A note about the holidays: I am extremely emotional. It started about twoo weeks before Thanksgiving and I suspect it will continue through the New Year. The day I discovered they had converted my favorite satellite radio station to holiday music, almost three weeks ago, I was well into "The Christmas Shoes" before I registered that my ears were being violated. You know the song? It's the one about the little boy who can't afford to buy his mom the pretty shoes he wants to give her for Christmas so she can be stunningly dressed when she goes to heaven. I had to get off the interstate and pull over to collect myself. It ravaged me, and I have not recovered.

I did not have any holiday traditions with Erin, but I know her holidays with her boys were thoroughly planned for maximum enjoyment of tradition, celebration and surprise. I have a lot of confidence in my own capacity for tradition, celebration and surprise, but I can't imagine that a little boy will not ache for his mom at Christmas, especially his first Christmas without her. Multiply that times two little boys. And the parents and sister and nieces and extended family and friends who will really struggle through this first holiday without her. The last two weeks of watching the seasonal movies I enjoy, like Home Alone and The Family Stone, which happen to be movies about mothers and sons and holidays, have ended with my body-shuddering uncontrollable sobs through the credits. When you accept someone else's children as your own, you take on the responsibility for hurting when they hurt. And you maybe wail big painful cries alone in your living room when you are reminded in song or movie about their little broken hearts missing their mama at Christmas.

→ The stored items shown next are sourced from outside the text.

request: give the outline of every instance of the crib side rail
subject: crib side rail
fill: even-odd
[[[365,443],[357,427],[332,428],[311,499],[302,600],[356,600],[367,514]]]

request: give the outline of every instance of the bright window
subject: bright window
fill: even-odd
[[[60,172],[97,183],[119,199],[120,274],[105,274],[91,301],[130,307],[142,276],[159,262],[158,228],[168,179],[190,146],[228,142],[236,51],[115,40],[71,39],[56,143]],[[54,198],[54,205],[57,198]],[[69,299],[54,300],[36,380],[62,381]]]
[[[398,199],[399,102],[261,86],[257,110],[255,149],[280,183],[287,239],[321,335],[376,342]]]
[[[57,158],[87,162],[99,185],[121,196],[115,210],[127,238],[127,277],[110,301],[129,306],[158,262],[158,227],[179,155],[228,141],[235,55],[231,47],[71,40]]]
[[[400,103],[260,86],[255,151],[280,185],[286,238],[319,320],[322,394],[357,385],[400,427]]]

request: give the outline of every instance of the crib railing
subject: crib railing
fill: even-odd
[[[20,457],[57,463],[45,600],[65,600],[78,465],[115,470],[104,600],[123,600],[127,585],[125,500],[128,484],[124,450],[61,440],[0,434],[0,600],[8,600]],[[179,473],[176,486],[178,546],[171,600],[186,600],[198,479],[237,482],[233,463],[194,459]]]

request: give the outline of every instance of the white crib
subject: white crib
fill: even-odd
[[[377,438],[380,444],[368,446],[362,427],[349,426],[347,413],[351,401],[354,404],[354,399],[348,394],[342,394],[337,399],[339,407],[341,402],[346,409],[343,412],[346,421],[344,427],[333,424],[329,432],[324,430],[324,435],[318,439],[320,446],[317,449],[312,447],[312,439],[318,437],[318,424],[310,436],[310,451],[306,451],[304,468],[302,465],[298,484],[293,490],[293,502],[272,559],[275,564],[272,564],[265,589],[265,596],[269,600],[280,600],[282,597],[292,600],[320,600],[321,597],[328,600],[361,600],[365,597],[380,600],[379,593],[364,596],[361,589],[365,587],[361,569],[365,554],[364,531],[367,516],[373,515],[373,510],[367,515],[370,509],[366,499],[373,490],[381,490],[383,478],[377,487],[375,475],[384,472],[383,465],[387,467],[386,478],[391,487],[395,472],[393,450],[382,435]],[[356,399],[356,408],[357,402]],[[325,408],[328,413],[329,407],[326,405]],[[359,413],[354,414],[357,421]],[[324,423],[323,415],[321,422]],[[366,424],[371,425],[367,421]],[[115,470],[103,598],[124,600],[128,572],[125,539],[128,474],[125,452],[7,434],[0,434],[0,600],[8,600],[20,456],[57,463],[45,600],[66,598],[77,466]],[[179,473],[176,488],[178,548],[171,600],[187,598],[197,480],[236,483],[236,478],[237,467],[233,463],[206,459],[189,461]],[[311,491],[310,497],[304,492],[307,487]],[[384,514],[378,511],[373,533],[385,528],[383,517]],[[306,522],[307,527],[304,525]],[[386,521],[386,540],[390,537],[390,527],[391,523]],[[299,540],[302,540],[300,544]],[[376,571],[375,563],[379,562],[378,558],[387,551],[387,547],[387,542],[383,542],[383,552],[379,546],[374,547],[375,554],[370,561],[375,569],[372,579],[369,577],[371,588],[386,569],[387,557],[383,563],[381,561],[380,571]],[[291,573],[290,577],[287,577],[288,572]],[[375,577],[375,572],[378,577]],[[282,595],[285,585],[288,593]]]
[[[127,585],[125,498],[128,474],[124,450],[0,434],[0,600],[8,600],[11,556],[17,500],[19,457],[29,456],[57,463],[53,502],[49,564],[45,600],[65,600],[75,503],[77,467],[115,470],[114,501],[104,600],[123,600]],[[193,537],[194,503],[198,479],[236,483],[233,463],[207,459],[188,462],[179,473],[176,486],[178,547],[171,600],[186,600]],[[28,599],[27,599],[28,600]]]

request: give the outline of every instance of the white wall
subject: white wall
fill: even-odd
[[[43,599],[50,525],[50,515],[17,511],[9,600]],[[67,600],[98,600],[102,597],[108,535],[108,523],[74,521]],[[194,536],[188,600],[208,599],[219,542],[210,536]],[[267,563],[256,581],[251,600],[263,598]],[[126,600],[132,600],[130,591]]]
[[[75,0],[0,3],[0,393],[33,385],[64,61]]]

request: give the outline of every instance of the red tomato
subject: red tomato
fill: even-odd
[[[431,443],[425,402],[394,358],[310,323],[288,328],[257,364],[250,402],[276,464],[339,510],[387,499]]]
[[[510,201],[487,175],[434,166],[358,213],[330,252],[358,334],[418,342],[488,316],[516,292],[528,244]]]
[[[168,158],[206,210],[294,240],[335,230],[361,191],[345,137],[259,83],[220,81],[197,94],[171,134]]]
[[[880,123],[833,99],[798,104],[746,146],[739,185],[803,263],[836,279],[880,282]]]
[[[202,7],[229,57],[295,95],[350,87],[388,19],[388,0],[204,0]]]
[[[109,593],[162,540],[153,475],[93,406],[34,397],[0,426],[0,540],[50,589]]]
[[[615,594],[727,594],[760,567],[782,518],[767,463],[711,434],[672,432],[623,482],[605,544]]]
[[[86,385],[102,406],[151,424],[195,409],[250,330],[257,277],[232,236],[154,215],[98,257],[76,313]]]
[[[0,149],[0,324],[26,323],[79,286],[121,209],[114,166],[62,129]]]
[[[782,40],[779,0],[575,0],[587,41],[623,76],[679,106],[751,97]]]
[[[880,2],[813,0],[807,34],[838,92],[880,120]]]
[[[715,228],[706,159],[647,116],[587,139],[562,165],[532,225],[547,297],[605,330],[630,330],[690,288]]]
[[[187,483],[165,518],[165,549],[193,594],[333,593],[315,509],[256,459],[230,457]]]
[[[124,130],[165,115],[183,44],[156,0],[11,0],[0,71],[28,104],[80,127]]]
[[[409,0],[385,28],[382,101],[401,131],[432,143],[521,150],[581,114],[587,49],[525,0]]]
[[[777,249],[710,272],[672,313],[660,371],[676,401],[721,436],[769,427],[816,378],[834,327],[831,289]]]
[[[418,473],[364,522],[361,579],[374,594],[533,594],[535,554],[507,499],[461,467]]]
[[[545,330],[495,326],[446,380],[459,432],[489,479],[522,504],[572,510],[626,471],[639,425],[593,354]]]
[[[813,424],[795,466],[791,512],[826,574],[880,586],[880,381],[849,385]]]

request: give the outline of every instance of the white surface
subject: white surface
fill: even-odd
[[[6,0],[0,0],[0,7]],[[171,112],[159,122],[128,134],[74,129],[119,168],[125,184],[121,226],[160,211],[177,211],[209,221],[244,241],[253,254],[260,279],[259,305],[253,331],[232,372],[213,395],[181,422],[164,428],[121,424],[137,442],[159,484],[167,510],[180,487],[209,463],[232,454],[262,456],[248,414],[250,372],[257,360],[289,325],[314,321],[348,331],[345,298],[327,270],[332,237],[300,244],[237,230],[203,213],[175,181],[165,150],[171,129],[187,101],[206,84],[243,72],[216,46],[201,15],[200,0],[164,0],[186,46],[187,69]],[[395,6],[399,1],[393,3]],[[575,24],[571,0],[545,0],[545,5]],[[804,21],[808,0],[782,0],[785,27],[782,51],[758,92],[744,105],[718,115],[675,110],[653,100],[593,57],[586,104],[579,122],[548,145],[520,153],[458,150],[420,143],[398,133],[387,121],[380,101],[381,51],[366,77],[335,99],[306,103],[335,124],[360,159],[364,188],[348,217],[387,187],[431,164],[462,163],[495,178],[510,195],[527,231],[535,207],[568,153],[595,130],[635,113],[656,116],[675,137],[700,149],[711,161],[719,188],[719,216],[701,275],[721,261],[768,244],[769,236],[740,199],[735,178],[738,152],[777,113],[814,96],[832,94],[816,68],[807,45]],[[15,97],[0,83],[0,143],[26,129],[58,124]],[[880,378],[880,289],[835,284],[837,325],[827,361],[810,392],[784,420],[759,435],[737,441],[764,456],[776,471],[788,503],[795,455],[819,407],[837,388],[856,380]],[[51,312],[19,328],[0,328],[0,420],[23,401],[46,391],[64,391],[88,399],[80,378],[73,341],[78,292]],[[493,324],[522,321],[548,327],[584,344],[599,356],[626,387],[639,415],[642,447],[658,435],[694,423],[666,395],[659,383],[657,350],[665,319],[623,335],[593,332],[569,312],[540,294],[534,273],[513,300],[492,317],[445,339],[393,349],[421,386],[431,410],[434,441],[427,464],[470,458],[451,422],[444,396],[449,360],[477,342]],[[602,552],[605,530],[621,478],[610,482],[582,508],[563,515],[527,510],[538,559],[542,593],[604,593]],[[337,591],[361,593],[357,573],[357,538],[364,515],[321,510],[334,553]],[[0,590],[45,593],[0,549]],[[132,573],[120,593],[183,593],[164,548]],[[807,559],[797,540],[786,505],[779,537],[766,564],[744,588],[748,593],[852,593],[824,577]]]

An additional layer to my holiday melancholy: I think some of it is a mix of joy and emotional exhaustion from surviving this year of deployment. I can count on both hands how many days our patriarch has left before beginning his journey home to us. Even though we won't have him back with us for about two weeks after that, we're at 1st & Goal and it feels terrific. I can't believe I'm almost done with this life experience. When he's home I, like my Noble fir, can drop and settle.